Daha önce bu surenin ilk ayetlerinde münafıklarla ilgili konuyu açıkladık. (Bakara suresinin 14’üncü ayetine bakınız) Yahudiler hem kafirdirler hem de münafıklık yaparlar. Müminlere dediler ki; Muhammed’in sıfatı kitabımız Tevrat’ta bulunur, buna inanıyoruz. Fakat baş başa kaldıklarında birbirlerine şöyle derler! Bunu söylemeyin, kıyamet gününde bunu bize karşı hüccet olarak kullanacaklar. Bunlar gizli ve açıkça söylediklerini Allah’ın bildiğini unutuyorlar. Zira, gerçek mümin olmayan kimseler Allah’ın gerçeği bildiğini unuturlar. Çoğu zaman insanlar gaflete düşerler ve Allah’ın kendilerini kontrol ettiğini, işittiğini ve gördüğünü unuturlar. İnsan Allah’ın kendini gördüğünü ve işittiğini daima hatırlarsa ve bunu zihninde canlandırırsa pek günah işlemez. Bu sebeple, Haşr suresi 19. ayette Allah’ı unutanın fasık olacağı bildiriliyor.

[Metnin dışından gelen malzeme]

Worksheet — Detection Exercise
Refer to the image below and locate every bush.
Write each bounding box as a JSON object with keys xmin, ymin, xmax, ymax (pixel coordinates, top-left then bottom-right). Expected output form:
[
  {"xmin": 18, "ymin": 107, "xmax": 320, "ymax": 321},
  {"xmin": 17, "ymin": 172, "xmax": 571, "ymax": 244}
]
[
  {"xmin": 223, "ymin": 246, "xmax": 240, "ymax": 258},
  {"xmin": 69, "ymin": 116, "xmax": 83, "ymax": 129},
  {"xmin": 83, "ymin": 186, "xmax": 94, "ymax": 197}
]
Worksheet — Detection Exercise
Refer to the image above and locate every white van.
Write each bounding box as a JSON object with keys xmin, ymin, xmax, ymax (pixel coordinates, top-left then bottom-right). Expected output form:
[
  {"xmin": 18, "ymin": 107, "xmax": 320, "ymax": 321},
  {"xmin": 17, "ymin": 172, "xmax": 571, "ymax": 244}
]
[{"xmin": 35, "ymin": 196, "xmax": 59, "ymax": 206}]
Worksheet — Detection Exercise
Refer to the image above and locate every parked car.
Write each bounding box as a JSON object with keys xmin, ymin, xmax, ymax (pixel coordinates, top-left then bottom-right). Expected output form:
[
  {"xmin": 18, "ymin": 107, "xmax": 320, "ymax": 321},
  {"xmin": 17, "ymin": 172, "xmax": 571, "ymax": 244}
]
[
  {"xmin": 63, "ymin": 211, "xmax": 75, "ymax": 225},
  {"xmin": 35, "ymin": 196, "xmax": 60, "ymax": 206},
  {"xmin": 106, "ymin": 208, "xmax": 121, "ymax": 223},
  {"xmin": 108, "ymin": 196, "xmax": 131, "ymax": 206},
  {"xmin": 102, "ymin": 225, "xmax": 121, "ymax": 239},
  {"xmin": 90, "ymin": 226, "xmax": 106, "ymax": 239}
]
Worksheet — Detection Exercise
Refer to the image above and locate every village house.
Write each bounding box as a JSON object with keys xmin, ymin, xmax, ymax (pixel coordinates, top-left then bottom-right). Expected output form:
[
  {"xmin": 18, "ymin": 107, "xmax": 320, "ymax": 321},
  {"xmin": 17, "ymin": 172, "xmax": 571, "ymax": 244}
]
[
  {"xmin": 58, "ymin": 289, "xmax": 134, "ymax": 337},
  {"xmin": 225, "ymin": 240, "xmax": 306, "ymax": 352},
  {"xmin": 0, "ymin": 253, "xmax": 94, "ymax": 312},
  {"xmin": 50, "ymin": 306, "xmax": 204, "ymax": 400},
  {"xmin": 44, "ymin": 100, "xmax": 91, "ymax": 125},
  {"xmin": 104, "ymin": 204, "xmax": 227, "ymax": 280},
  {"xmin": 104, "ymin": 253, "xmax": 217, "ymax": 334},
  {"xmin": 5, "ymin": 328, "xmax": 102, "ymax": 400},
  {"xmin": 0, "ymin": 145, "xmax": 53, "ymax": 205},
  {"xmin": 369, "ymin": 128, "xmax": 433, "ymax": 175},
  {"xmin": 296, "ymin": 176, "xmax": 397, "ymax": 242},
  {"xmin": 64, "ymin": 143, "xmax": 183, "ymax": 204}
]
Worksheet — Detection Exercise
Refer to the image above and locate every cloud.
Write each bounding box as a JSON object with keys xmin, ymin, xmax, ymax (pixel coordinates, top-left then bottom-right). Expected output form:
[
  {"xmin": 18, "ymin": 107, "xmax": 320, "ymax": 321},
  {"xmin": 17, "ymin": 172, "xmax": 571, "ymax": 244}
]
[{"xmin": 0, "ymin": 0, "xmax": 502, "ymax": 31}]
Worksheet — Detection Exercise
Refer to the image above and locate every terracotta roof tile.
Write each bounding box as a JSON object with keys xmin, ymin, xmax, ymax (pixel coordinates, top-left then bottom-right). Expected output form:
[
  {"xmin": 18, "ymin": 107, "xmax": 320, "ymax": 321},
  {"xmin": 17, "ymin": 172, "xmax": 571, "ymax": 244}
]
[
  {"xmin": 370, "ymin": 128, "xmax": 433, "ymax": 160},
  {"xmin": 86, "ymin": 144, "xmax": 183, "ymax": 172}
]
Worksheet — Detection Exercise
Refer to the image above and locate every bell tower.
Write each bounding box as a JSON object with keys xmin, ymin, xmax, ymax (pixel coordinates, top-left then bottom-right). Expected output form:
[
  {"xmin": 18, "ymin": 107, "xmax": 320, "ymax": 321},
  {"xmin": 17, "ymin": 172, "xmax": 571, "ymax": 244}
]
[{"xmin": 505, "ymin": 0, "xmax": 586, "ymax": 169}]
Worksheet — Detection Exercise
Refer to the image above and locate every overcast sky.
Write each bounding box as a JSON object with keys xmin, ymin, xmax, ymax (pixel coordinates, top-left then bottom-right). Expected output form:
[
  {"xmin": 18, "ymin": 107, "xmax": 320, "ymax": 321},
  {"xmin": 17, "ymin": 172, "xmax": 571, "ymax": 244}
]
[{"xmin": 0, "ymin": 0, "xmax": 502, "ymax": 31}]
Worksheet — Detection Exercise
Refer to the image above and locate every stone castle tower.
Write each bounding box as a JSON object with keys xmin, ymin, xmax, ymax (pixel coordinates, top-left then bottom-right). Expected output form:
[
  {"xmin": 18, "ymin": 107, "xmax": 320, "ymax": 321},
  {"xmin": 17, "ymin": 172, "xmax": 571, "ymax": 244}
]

"Allah'ı unutan ve bu yüzden Allah'ın da onlara kendilerini unutturduğu kimseler gibi olmayın. Onlar yoldan çıkan kimselerdir."

Bu nedenle Resulullah (sav): "Sanki Allah’ı görüyorsun veya Allah’ın seni hep gördüğünü düşünerek Allah’a ibadet ve kulluk yapın" diyor. İnsan bunu zihninde hep canlandırırsa takvalı olur.

Bir işi yaparken başkasının seni kontrol ettiğini ve sana hep baktığını hissettiğin zaman kötülük yapmazsın. Yahudiler bunu unutuyorlar Bundan dolayı bu şekilde hareket ediyorlar. İnsanları Allah’ın kendilerini her zaman gördüğünü ve işittiğini zihinlerinde daima canlı tutarlarsa ve Allah’ın kıyamet gününde kendilerini hesaba çekeceğini düşünürlerse, Allah’a gereği gibi itaat ederler ve onun azabından korkarlar. Zira, insan Allah’ın gerçek bir varlık olduğuna inanacak, zihninde onun sınırsız olduğunu ve gücünün her şeye yettiğini kavrayacaktır.